The Schlock VaultRating: 2 of 5 yaps
“Stripperland” reminds me a lot of Taco Bell. I know that’s a strange statement to make, so let me explain myself. Taco Bell looks, smells and tastes like Mexican food but is by no means Mexican food. “Stripperland” is the same in the fact that it looks like, acts like and has a lot of the same punch lines as “Zombieland,” but it is by no means “Zombieland” and that is its downfall.
Sean Skelding’s “Stripperland” is the story of four survivors of a global epidemic that is turning women into the living dead who just so happen to have an affinity for stripping. Idaho (Ben Sheppard), Frisco (Jamison Challeen), West (Ileana Herrin) and Virginia (Maren McGuire) band together in hopes of surviving the dangers of the new world. The question becomes: Can they survive each other?
For all intents and purposes, “Stripperland” unfolds just like “Zombieland.” A global outbreak turns unsuspecting people into the living dead and they begin feasting on anyone and everyone they get their hands on, the survivors refer to each other by the state they originate, and the main character schools viewers on the rules to survive the dangers of the new world. The problem is that the movie is funniest when it is mocking “Zombieland,” but when it tries to blaze its own trail, it falls flat.
“Stripperland” begins with the main character explaining the beginning of the outbreak and his rules of surviving. Now, from the title, I’m sure that you can guess what is different about these zombies because they aren’t your run of the mill zombies. They’re strippers. Female strippers, to be exact. This is where one of the best jokes starts because the rules stem from “The Dummy’s Guide To Picking Up Strippers.”
Idaho just does the opposite of whatever the rules in the book say and that is how he has survived so far. What really sells the joke is Ben Sheppard. He could be the poor man’s Jesse Eisenberg because he sounds and looks so much like Eisenberg. Challeen does a good job with his character, Frisco. His parody of Woody Harrelson is pretty spot on and brings quite a few giggles. Herren and McGuire fall flat in their characters, and it isn’t because they don’t try, but their characters aren’t really doppelgangers of their “Zombieland” characters like Idaho and Frisco.

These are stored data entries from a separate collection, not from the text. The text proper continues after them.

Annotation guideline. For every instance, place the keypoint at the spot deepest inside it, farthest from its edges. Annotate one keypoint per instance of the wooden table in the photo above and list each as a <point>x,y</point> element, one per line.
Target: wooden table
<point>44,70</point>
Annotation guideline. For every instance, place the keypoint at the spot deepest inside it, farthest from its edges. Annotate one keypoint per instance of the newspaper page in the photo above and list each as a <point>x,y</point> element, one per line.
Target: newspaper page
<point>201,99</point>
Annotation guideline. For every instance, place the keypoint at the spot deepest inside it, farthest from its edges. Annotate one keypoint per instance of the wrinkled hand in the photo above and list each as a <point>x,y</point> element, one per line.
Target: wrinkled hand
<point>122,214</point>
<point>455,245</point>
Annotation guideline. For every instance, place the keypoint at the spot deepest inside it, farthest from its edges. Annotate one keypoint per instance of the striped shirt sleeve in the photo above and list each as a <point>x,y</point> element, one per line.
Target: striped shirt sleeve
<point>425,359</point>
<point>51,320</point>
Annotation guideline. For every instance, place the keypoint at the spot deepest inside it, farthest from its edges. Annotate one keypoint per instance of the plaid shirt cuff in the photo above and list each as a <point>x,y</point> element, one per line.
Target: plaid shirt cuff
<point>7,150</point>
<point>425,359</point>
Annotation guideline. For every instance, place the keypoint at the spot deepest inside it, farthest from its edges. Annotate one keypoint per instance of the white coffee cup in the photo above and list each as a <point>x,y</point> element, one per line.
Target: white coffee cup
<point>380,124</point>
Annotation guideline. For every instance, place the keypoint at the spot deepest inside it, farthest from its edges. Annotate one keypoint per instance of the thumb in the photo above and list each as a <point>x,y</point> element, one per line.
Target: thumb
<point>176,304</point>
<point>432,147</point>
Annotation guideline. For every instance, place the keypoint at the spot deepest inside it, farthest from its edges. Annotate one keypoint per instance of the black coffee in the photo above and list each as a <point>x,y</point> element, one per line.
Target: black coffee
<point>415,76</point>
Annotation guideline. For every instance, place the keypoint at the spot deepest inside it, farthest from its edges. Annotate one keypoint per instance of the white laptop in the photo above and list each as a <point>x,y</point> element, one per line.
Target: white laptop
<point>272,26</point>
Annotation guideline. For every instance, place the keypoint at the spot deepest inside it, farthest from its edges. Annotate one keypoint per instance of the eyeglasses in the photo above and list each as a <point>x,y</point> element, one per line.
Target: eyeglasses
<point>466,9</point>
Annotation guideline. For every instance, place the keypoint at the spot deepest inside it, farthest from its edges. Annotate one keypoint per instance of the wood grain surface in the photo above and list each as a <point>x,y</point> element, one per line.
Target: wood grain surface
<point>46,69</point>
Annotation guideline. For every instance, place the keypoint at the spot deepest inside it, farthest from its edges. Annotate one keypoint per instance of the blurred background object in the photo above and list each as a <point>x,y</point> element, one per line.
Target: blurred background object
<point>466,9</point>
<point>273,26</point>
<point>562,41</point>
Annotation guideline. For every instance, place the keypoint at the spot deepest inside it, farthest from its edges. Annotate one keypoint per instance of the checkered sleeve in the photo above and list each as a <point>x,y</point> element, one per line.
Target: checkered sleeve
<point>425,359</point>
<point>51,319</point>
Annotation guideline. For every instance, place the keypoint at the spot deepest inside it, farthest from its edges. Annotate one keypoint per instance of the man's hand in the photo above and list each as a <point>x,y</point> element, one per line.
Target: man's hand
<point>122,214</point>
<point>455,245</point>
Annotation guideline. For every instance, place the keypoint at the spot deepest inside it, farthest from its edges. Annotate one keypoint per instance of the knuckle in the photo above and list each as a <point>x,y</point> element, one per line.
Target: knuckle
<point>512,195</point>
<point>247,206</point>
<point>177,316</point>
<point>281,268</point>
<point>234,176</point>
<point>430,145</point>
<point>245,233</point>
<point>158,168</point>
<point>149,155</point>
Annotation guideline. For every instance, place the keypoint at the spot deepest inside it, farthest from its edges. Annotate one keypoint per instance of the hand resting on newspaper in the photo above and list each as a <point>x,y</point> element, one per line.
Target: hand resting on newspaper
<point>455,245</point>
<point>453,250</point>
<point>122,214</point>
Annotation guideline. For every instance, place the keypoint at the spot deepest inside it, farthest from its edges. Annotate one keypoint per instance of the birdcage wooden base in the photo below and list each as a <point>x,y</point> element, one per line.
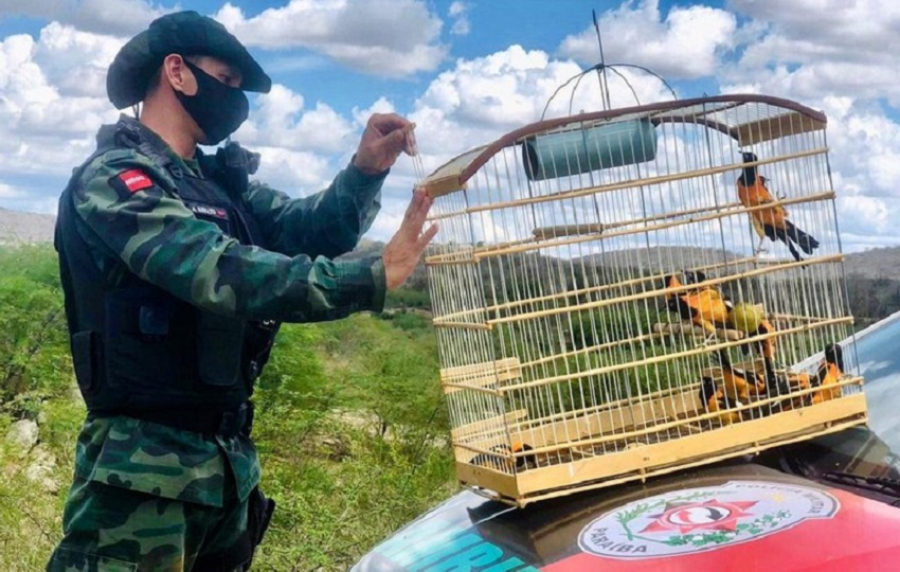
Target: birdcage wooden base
<point>696,444</point>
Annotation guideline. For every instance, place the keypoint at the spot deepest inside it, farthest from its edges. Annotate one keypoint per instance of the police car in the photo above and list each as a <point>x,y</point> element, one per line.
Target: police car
<point>831,504</point>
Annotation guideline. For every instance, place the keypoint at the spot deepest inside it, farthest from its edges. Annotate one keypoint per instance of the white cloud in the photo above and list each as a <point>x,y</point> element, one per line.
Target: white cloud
<point>384,38</point>
<point>459,11</point>
<point>75,62</point>
<point>110,17</point>
<point>815,48</point>
<point>832,55</point>
<point>45,132</point>
<point>281,120</point>
<point>688,43</point>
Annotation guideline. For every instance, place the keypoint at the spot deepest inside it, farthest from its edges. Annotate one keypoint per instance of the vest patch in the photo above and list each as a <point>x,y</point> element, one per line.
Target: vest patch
<point>135,180</point>
<point>208,210</point>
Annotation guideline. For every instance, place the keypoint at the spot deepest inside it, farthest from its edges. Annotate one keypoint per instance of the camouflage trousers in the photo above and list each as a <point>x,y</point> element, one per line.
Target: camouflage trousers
<point>113,529</point>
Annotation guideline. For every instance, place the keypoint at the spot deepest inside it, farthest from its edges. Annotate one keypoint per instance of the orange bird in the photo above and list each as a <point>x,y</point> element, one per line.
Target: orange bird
<point>739,384</point>
<point>828,374</point>
<point>704,306</point>
<point>772,222</point>
<point>714,399</point>
<point>765,348</point>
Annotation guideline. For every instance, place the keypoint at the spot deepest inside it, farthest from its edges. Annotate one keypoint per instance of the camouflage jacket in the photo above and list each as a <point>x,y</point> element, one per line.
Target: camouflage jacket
<point>150,232</point>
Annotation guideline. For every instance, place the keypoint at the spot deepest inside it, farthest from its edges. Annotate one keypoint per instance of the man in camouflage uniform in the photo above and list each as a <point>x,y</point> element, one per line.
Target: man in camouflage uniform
<point>176,271</point>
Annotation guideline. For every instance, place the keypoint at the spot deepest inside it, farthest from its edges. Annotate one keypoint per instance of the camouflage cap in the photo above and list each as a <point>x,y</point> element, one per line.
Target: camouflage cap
<point>185,33</point>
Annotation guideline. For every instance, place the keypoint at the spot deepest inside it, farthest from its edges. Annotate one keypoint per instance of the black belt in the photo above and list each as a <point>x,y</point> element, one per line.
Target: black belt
<point>222,423</point>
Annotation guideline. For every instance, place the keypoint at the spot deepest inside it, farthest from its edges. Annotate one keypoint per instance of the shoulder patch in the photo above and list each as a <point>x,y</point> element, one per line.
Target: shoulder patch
<point>135,180</point>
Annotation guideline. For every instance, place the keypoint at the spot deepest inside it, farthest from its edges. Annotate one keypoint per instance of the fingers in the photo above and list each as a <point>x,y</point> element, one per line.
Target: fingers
<point>415,205</point>
<point>426,237</point>
<point>387,122</point>
<point>418,211</point>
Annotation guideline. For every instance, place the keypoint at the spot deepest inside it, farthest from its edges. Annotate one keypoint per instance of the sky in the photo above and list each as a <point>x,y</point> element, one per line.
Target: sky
<point>466,71</point>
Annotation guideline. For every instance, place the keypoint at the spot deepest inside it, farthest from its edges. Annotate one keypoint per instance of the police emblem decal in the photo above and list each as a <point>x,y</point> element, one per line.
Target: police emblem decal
<point>702,519</point>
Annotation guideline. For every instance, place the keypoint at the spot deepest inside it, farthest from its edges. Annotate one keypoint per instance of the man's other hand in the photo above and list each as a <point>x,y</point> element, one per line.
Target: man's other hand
<point>403,252</point>
<point>385,137</point>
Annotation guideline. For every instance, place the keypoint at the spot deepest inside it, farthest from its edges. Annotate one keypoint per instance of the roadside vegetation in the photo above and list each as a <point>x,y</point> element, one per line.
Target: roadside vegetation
<point>351,426</point>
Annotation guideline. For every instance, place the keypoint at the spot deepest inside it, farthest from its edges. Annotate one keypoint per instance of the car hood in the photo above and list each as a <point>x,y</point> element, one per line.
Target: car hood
<point>712,517</point>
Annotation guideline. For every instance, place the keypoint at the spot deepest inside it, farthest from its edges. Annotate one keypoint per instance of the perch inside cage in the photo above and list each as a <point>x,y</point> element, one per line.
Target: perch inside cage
<point>623,293</point>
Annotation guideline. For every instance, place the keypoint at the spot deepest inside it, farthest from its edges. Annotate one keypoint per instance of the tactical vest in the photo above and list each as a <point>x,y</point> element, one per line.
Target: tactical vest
<point>139,351</point>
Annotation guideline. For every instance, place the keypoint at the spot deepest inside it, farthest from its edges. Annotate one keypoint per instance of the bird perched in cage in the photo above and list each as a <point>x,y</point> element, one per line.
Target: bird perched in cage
<point>501,460</point>
<point>828,374</point>
<point>704,306</point>
<point>773,222</point>
<point>751,319</point>
<point>739,384</point>
<point>714,399</point>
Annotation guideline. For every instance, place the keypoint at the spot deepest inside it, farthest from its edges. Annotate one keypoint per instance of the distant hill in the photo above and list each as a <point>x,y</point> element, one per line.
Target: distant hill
<point>24,228</point>
<point>18,227</point>
<point>876,263</point>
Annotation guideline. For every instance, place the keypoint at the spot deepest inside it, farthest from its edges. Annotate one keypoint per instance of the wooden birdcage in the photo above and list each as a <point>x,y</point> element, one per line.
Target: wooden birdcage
<point>600,289</point>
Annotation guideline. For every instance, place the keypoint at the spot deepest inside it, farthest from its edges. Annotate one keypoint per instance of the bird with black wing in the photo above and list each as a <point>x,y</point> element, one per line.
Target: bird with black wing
<point>771,223</point>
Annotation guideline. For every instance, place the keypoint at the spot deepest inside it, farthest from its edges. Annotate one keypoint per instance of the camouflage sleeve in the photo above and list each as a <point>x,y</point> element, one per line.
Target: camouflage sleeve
<point>158,238</point>
<point>328,223</point>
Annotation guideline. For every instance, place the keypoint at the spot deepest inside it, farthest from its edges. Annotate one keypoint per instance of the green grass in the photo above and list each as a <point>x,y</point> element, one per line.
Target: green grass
<point>351,428</point>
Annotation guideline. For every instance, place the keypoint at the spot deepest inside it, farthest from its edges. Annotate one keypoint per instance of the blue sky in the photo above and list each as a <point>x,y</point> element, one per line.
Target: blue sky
<point>454,66</point>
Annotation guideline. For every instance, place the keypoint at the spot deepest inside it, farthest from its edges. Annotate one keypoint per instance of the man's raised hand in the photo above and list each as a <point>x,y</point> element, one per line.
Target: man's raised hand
<point>403,252</point>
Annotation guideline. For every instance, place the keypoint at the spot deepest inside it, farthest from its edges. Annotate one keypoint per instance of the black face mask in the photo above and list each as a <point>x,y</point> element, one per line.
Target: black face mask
<point>217,108</point>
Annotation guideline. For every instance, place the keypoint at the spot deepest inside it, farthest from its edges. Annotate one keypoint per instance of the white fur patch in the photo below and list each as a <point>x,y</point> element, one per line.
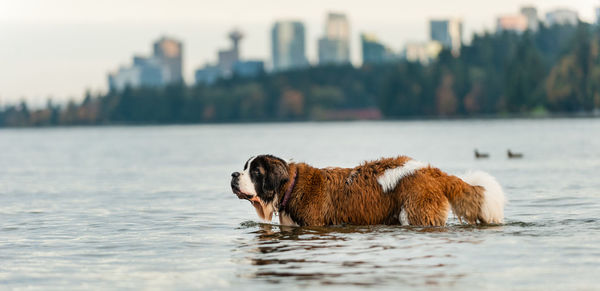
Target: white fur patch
<point>492,208</point>
<point>391,177</point>
<point>403,217</point>
<point>286,220</point>
<point>246,185</point>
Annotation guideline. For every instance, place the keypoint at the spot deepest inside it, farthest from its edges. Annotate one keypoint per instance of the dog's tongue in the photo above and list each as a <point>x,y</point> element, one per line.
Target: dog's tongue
<point>264,211</point>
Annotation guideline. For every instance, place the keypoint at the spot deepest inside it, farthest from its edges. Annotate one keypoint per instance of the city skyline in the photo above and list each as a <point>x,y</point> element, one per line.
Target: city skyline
<point>37,66</point>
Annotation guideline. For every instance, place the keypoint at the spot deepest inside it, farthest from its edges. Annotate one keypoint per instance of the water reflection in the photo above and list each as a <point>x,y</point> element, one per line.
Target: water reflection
<point>353,255</point>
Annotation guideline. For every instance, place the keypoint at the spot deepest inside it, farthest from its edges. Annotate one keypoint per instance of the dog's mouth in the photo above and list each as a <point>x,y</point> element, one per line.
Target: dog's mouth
<point>264,210</point>
<point>240,194</point>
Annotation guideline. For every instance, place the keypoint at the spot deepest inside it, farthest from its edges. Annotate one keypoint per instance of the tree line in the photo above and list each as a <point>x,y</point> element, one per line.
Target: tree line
<point>555,70</point>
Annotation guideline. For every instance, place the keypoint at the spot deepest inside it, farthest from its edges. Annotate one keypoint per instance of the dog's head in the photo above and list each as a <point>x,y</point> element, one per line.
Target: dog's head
<point>260,182</point>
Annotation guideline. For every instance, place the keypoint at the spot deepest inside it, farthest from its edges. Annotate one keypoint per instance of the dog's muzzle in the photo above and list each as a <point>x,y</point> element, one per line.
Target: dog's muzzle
<point>235,186</point>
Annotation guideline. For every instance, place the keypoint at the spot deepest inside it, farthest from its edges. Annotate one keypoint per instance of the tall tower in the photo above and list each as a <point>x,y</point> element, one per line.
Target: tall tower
<point>288,45</point>
<point>448,32</point>
<point>334,46</point>
<point>169,51</point>
<point>530,13</point>
<point>235,37</point>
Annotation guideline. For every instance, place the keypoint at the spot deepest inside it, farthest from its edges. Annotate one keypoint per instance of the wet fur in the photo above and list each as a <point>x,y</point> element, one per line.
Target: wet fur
<point>333,196</point>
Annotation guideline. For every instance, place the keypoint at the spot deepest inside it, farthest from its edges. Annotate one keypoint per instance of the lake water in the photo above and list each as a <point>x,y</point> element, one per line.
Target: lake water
<point>151,208</point>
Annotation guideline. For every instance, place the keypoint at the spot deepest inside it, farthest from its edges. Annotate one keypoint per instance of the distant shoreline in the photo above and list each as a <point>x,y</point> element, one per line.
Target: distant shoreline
<point>487,117</point>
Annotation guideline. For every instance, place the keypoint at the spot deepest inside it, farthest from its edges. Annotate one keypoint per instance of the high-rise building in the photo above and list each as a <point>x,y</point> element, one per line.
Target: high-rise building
<point>207,75</point>
<point>374,52</point>
<point>288,45</point>
<point>448,32</point>
<point>162,68</point>
<point>530,14</point>
<point>562,17</point>
<point>421,52</point>
<point>228,57</point>
<point>229,63</point>
<point>170,52</point>
<point>514,23</point>
<point>334,46</point>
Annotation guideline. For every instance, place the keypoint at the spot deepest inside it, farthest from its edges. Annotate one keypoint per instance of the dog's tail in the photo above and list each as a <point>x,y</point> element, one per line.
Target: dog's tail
<point>477,197</point>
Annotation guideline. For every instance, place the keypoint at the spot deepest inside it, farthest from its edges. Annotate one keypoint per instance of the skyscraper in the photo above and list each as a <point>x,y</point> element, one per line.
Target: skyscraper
<point>288,45</point>
<point>374,52</point>
<point>162,68</point>
<point>228,57</point>
<point>334,46</point>
<point>169,52</point>
<point>530,14</point>
<point>562,17</point>
<point>448,32</point>
<point>514,23</point>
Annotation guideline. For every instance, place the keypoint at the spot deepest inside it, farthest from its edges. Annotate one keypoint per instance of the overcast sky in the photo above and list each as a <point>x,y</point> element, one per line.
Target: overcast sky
<point>58,48</point>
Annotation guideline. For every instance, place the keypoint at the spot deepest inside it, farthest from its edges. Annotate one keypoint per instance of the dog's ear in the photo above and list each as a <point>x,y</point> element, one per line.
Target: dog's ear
<point>276,175</point>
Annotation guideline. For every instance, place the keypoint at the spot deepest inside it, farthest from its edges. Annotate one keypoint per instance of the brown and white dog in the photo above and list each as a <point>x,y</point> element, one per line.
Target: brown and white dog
<point>387,191</point>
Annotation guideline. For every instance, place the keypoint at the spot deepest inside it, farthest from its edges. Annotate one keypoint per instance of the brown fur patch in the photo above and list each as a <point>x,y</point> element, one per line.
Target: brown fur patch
<point>334,196</point>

The biggest problem I have with this movie is that after about 20 minutes, it gives up on parodying “Zombieland” and at that point, it’s easy to lose interest. At that point, I think that the filmmakers become lazy. Everything is so much like “Zombieland,” from the characters to the opening credits to Frisco’s penchant for baked goods, and that is what makes it so interesting to watch. My biggest beef is that the dynamic between the men and the women is completely different. There’s no battle of the sexes. When the ladies are caught trying to steal the guys’ truck, the girls just say, “Sorry,” and the guys say, “No problem. Hop on in!”
I know what you may be thinking: If I want to see something like “Zombieland,” then why don’t I just watch “Zombieland”? Well, I have no answer for that. All I can tell you is that I was hoping for a Schlock-tastic film and I felt like I got the old bait and switch. So I must say, Viewer beware!